As alterações encontradas na memória operacional dos idosos produzem dificuldades para controlar o fluxo de informação e para regular e supervisionar os diferentes processos implicados em tarefas complexas, especialmente a linguagem(7). Além disso, tais processos, parecem afetar seu componente articulatório, dando lugar a problemas de fluência verbal(9).

Em um estudo translinguístico, foi comprovado que nos adultos com mais de 70 anos pertencentes a diferentes culturas e línguas, acontece deterioração no rendimento linguístico geral que afeta diferentes níveis (fonético, morfológico, sintático, léxico e semântico) e processos linguísticos (compreensão, repetição, acesso ao vocabulário e construção de frases)(10).

Estudos com idosos que apresentam alterações neuropsiquiátricas apontam dentre outras características, redução na velocidade de fala e aumento na duração e/ou tempo das pausas (relação entre a duração total de todas as pausas do discurso e a duração total da amostra de fala)(11-14), tornando-se importante se conhecer o padrão das pausas nos idosos saudáveis.
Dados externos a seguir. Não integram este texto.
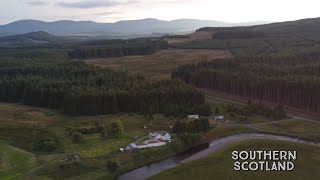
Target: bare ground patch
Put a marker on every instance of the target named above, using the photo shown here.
(159, 65)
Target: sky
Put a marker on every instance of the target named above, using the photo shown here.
(115, 10)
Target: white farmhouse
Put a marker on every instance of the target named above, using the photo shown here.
(163, 135)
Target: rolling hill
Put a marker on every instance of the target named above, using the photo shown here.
(284, 38)
(39, 38)
(143, 26)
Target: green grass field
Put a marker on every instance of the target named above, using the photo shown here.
(14, 162)
(219, 165)
(22, 126)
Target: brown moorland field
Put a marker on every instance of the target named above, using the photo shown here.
(159, 65)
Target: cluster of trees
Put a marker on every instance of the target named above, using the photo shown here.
(194, 126)
(114, 129)
(290, 81)
(277, 112)
(76, 88)
(181, 111)
(143, 47)
(45, 146)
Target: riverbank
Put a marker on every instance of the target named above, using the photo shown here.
(219, 164)
(214, 145)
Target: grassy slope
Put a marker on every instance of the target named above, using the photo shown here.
(160, 64)
(14, 162)
(18, 120)
(220, 165)
(284, 38)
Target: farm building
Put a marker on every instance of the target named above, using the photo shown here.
(219, 118)
(163, 135)
(195, 116)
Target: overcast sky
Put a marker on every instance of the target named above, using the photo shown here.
(115, 10)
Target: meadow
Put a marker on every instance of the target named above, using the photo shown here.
(159, 65)
(219, 165)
As habilidades de linguagem parecem estar afetadas de forma diferente na idade, algumas se mantêm intactas (compreensão de palavras, fala e outras atividades automáticas; compreensão de frases simples; tarefas que envolvam discriminação e reconhecimento; capacidade para narrar; fluência) enquanto outras se deterioram de modo evidente (nomeação e conversação; produção de sintaxe complexa; compreensão de sentenças complexas; tarefas que envolvam organização, iniciativa e planejamento; eleição de relevância em narrativas espontâneas; produtividade - taxa de informação - e precisão referencial; retenção de conteúdos e recordação imediata e tardia)(15).

O que mais chama a atenção na fluência do idoso é a ruptura, confundindo-se aspectos prosódicos com a própria organização do seu discurso. A descontinuidade de fala é um fenômeno normal na linguagem oral em qualquer faixa etária e nos idosos é marcada pelas rupturas, podendo ocorrer ao nível pragmático (descontinuidade do tema, pela interferência de segmentos parentéticos); sintático (pela ocorrência de frases interrompidas); léxico (pelas hesitações e truncamentos de vocábulos); e fonológico (pela presença de pausas)(16). O excesso de pausas marca um ritmo construído aos arrancos. As pausas ocorrem em locais incomuns do enunciado, devido às hesitações provocadas pelas falhas de memória e pela incerteza do que dizer e como dizer(16).

Em estudo anterior com o objetivo de verificar a variação da fluência da fala em idosos de 60 a 79 anos e idosos com mais de 80 anos, encontramos um aumento na nas taxas de rupturas de fala e uma diminuição na velocidade de fala(17), corroborando as considerações encontradas na literatura(16). Considerando o efeito do envelhecimento nas variáveis da fluência ao longo das décadas, observa-se variação mais sutil, sem diferenças significativas(17).

No mesmo estudo pudemos observar que as únicas disfluências que diferenciaram os dois grupos foram as pausas e as hesitações, considerando-se as hesitações preenchidas (caracterizadas por vogais prolongadas) e as não preenchidas (pausas curtas de até dois segundos).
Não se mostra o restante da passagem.